In a strong and robust democracy, all citizens can cast their vote without impediment. Our country is at its best when it expands the right to vote, not making it harder. Once a nation in which only white landowning men could vote, through the tireless efforts of countless Americans, history finally bent toward justice. In 1965, America slowly began to fulfill her promise. Now we see a dangerous effort to repeal those hard-fought gains and risk sliding back to a sad past.
Elected officials who cast aspersions on the legitimacy of elections erode our democratic process and freedom. By making baseless allegations of fraud, then pushing for more restrictive voting laws, these individuals can’t believe in democracy for all. By delegitimizing elections that have been legitimately won, they undermine the validity of their own electoral victories.

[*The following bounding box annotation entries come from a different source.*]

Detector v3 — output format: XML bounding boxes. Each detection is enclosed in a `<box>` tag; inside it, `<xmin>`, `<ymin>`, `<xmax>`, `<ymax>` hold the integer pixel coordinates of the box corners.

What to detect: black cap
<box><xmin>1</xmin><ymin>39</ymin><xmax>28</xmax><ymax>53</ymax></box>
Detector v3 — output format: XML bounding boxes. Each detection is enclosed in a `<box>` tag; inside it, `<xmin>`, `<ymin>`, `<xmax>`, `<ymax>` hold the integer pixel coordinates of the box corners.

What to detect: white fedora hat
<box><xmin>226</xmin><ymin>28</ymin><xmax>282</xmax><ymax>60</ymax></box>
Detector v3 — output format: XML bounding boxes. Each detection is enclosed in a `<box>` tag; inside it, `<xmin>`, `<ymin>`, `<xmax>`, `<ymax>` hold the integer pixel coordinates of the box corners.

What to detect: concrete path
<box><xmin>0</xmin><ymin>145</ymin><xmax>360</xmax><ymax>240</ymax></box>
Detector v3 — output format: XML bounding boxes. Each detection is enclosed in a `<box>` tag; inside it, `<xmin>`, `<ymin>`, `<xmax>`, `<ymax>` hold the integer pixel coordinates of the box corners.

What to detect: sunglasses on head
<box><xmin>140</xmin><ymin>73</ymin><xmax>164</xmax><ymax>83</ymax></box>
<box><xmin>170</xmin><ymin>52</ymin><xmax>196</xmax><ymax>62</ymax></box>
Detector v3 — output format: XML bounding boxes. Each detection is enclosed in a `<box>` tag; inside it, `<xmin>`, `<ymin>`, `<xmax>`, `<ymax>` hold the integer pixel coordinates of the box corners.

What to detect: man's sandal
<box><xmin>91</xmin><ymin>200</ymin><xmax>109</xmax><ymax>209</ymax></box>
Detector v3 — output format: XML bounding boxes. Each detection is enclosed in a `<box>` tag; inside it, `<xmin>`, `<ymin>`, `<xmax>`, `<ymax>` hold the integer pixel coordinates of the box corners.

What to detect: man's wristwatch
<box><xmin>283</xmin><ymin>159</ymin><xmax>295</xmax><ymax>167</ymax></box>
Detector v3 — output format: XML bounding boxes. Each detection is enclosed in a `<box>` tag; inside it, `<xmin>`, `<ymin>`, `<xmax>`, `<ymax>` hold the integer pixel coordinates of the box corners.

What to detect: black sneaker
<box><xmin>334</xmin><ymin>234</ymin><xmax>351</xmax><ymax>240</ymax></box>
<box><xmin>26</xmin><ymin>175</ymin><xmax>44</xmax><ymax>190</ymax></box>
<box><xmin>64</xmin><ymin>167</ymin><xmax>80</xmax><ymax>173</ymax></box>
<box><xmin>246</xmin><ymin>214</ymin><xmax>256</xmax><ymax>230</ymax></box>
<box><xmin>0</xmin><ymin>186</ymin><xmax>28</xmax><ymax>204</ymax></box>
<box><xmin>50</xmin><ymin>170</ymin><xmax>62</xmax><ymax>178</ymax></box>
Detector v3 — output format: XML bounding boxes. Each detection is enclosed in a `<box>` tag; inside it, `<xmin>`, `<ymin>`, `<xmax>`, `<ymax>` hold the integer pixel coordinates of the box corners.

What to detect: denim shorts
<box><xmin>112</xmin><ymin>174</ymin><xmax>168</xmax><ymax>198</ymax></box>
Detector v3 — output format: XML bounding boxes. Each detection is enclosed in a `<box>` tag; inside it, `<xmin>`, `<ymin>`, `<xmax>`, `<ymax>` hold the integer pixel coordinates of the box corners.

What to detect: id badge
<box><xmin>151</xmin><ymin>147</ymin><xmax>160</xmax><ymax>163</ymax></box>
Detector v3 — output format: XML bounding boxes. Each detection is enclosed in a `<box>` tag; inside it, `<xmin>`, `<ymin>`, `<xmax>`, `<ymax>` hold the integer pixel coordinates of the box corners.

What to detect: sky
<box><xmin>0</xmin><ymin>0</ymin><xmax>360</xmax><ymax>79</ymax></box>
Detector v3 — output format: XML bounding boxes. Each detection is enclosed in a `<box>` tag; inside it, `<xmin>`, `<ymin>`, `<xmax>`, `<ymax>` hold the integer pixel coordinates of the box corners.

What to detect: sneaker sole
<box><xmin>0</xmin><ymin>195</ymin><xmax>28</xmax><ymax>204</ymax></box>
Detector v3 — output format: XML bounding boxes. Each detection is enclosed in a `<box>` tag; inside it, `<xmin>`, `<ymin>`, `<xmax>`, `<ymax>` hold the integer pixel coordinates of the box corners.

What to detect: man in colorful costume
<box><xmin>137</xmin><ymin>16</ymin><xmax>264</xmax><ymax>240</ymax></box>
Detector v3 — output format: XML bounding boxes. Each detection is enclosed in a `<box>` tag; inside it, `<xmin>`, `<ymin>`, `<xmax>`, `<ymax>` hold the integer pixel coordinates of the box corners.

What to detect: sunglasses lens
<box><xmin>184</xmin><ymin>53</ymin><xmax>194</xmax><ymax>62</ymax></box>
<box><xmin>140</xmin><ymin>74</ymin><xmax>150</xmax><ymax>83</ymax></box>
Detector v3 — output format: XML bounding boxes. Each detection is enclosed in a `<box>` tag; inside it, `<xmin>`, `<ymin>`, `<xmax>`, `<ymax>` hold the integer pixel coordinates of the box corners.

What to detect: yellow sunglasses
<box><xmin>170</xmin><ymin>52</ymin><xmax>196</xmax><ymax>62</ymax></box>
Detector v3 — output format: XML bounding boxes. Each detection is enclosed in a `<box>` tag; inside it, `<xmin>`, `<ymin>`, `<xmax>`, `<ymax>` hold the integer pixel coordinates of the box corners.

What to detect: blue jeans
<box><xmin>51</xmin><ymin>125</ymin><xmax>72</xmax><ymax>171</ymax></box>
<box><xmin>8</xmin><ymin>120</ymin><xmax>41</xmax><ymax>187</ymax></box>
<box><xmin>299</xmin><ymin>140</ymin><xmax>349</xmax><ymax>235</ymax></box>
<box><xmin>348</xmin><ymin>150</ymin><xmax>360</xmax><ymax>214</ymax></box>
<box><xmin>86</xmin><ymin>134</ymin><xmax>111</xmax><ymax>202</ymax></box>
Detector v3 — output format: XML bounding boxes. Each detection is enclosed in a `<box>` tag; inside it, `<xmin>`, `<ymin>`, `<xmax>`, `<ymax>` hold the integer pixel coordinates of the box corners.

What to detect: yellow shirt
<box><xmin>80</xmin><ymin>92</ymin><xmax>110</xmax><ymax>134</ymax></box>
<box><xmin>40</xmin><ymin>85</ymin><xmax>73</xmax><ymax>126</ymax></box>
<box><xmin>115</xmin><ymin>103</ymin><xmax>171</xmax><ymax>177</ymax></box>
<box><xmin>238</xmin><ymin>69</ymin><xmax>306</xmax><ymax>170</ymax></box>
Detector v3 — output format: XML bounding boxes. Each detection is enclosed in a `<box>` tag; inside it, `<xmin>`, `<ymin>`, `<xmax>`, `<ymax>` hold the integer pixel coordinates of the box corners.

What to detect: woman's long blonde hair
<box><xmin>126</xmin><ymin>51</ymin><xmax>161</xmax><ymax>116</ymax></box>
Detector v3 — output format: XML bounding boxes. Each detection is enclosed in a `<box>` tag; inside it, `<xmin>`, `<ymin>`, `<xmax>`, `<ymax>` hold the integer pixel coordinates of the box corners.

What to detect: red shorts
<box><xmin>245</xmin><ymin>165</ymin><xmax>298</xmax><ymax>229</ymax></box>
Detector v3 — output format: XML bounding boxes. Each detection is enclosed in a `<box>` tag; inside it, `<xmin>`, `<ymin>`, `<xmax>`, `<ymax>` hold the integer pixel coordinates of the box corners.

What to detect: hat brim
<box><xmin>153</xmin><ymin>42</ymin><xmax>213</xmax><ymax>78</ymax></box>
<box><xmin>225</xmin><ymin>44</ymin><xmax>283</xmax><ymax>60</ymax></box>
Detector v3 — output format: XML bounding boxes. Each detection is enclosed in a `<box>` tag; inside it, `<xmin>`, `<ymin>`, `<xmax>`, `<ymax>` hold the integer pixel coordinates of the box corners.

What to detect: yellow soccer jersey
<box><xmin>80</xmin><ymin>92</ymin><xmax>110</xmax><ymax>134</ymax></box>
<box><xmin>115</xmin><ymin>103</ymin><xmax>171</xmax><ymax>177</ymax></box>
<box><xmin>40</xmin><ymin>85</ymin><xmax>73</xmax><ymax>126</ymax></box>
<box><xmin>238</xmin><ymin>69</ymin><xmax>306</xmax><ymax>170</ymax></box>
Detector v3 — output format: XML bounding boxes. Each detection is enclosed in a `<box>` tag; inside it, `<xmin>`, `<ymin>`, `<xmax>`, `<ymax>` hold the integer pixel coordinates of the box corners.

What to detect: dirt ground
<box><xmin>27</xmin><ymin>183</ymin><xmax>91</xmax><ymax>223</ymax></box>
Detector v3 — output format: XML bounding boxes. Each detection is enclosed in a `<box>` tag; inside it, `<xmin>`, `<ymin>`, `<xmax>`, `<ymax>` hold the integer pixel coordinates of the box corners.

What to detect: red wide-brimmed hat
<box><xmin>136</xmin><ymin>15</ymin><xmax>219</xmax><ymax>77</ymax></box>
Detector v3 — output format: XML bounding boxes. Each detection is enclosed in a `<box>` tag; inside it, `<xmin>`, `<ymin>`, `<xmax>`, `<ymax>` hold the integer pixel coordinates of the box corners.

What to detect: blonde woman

This divides us as a nation.
Last year at least 19 states passed 34 laws restricting access to voting, and now more than 440 bills with provisions to restrict voting access or make it harder to vote have been introduced to now include Virginia. One hundred eighty bills shifting election authority have been introduced, giving partisan actors power to control election outcomes. This is unconscionable.
We need laws that strengthen our right to vote, not diminish our participation. Passing the John Lewis Voting Rights Act and the Freedom to Vote Act would not repair the damage done to our democracy, but it would be a good first step. Who among us does not believe in that?